Durch den hohen Anteil an Gemüse und Obst, der in den einzelnen Säften enthalten ist, wird der Körper mit einer hohen Menge an Nährstoffen, Pflanzenstoffen und Vitaminen versorgt. In der alltäglichen Ernährung kann das in Form von fester Nahrung oft nicht gewährleistet werden. Ein großer Pluspunkt dieser Detox-Kur ist auch, dass der Körper von innen entgiftet wird. Nieren, Darm, Leber und das Lymphsystem profitieren davon. Außerdem soll die Saftkur den Stoffwechsel ankurbeln. Besonders beliebter Nebeneffekt bei den Hollywoodstars ist neben einer frischer und reiner aussehenden Haut auch der Blick auf die Waage. Es können nämlich während der Kur schon so einige Kilos purzeln.

Für wen ist eine Saftkur geeignet?

Grundsätzlich kann jeder gesunde Erwachsene eine Saftkur ausprobieren.

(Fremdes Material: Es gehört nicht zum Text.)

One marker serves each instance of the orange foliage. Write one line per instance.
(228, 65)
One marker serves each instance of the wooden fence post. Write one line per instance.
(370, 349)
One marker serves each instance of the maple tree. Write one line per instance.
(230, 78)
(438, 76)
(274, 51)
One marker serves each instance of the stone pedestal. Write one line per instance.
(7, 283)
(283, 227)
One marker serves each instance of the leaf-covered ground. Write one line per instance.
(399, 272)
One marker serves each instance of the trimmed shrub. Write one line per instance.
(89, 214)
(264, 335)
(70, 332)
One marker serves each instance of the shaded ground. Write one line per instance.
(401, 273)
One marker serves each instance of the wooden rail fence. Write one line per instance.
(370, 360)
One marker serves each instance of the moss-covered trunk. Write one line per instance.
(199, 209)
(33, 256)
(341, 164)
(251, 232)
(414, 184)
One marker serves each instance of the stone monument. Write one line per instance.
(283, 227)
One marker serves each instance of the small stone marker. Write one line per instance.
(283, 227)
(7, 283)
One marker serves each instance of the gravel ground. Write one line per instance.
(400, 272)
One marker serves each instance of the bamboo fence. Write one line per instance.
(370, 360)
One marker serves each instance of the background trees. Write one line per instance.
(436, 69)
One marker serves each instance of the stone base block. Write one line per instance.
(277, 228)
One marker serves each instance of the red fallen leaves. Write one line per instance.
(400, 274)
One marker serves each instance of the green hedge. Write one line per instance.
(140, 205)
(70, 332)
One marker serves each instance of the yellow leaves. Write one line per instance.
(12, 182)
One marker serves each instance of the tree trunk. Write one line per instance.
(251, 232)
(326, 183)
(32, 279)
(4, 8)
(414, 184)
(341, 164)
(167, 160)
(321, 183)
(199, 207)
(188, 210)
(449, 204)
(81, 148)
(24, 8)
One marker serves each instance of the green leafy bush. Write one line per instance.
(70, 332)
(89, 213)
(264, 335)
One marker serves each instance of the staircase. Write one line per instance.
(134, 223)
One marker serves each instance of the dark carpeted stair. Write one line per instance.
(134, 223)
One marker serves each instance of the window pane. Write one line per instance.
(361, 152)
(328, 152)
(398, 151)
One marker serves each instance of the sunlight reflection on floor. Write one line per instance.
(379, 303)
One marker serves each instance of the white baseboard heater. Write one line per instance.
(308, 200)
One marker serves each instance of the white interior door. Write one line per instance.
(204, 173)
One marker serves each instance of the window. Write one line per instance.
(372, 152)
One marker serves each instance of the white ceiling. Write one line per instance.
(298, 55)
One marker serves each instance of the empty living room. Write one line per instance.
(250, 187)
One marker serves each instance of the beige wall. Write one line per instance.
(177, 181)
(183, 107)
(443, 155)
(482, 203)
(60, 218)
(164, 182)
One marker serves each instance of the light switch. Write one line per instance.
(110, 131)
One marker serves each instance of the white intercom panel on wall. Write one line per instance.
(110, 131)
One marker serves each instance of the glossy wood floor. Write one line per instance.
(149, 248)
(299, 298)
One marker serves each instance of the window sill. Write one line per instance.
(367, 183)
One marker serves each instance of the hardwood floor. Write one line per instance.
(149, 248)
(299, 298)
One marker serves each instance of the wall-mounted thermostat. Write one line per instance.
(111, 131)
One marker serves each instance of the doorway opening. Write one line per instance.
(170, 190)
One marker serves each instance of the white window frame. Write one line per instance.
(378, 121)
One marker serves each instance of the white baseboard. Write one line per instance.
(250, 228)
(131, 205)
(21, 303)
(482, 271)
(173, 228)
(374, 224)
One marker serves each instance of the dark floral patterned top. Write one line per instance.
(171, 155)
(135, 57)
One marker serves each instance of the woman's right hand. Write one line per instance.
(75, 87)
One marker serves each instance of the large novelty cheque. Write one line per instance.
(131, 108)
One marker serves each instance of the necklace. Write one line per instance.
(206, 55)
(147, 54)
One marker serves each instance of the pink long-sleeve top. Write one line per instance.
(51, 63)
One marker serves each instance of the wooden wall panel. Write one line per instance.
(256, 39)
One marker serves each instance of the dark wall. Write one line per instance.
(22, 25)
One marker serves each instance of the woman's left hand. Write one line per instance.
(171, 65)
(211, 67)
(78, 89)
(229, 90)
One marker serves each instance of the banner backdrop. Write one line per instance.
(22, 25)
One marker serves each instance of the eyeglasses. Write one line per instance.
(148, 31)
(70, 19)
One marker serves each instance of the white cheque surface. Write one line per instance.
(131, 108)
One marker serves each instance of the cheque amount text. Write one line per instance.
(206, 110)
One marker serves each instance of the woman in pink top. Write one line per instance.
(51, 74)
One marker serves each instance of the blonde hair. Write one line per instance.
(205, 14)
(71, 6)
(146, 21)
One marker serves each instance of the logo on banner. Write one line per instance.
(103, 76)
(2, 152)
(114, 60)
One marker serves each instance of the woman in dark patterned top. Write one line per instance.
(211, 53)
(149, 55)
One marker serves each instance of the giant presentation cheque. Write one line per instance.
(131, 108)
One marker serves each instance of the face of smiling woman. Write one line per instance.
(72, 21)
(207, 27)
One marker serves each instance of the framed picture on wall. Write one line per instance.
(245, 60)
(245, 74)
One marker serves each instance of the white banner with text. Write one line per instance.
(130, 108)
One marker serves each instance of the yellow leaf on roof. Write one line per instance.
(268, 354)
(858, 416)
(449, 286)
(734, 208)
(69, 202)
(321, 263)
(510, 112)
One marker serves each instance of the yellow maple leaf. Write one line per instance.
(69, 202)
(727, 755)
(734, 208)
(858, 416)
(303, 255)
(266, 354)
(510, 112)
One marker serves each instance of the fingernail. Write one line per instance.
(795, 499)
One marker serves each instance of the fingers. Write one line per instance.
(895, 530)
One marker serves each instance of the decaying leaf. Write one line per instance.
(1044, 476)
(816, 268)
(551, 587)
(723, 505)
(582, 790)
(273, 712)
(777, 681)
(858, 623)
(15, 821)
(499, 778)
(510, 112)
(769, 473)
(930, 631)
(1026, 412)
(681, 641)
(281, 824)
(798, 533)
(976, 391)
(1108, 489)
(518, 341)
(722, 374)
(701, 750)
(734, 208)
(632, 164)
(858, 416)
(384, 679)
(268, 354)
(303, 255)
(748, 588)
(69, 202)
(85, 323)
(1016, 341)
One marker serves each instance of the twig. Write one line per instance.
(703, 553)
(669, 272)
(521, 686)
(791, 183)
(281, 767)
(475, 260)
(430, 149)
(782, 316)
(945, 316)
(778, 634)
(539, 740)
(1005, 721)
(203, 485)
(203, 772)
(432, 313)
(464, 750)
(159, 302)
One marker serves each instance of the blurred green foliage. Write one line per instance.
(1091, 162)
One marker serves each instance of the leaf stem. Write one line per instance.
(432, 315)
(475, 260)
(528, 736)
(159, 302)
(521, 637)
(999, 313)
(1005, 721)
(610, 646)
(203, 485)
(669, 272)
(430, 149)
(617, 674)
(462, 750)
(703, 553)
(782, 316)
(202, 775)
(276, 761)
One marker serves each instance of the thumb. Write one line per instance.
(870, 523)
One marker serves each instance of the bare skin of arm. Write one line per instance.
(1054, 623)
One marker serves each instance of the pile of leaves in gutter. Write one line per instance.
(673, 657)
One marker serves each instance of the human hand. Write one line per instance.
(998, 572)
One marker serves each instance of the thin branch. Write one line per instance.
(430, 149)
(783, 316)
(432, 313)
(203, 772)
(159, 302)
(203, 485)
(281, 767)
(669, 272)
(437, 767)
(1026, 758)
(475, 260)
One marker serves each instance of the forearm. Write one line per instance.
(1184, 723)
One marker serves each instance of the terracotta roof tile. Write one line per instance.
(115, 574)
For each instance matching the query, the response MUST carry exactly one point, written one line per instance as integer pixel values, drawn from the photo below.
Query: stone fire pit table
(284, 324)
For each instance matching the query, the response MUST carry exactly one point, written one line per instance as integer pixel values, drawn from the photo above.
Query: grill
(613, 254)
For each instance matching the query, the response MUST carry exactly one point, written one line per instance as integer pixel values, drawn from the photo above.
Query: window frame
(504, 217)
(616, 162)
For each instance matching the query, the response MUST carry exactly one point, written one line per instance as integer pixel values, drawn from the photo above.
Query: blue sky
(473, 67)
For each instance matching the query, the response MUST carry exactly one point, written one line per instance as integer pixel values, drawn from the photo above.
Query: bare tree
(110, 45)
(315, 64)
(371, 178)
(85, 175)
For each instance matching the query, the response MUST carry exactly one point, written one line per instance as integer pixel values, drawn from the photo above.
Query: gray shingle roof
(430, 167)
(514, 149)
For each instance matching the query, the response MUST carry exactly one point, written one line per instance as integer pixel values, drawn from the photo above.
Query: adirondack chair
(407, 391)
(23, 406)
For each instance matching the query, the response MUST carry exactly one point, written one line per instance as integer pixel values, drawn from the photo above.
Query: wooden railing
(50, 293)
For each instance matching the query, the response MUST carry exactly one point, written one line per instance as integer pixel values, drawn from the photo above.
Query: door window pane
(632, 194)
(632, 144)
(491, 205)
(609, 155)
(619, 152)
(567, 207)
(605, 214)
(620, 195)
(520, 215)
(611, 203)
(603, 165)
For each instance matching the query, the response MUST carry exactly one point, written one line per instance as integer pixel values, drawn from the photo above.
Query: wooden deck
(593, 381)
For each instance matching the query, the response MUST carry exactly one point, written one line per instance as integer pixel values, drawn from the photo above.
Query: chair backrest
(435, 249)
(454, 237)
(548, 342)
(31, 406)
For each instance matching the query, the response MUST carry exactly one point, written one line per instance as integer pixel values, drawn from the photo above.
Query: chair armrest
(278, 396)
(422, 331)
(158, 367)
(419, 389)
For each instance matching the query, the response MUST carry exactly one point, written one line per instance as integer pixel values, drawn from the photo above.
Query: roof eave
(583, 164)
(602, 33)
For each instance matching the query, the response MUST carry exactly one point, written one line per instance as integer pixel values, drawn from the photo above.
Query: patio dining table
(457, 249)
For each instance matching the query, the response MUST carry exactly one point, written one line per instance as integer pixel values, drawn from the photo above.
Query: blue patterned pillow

Sollten Sie unter Krankheiten wie Diabetes oder ähnlichem leiden, wird empfohlen das vorher mit einem Arzt abzuklären und dann unter ärztlicher Aufsicht mit der Kur zu starten. Sollten währenddessen Beschwerden irgendeiner Form auftreten, sollte unverzüglich abgebrochen werden. 

Tipps für nach der Saftkur

Um den bekannten Jojo-Effekt zu vermeiden, ist es besonders wichtig, nach der Saftkur nicht sofort wieder in alten Muster zu verfallen, sondern den Körper langsam wieder an feste Nahrung heranzuführen. Das Ziel eines solchen Detox ist es nämlich, nicht nur kurzfristig seinem Körper etwas Gutes zu tun, sondern auf lange Zeit einen positiven Effekt zu erzielen. Idealerweise sollte man nach der Kur eine gesündere Ernährungsweise anstreben. 

Die Qualität ist entscheidend

Ganz so kostengünstig gestaltet sich diese Detox-Kur allerdings nicht. Anbieter wie Frankjuice oder Kale&Me bieten das Einstiegspaket der 3-Tages Kur zu einem Preis von ca. 80 € an. Wenn Sie einen Entsafter zuhause haben, können sich auch für die selfmade-Variante entscheiden. Bei beiden Varianten sollten Sie darauf achten, dass keine Zusatzstoffe vorhanden sind, sondern die Säfte rein natürlich, im besten Fall aus Bio-Obst- und Gemüse hergestellt werden.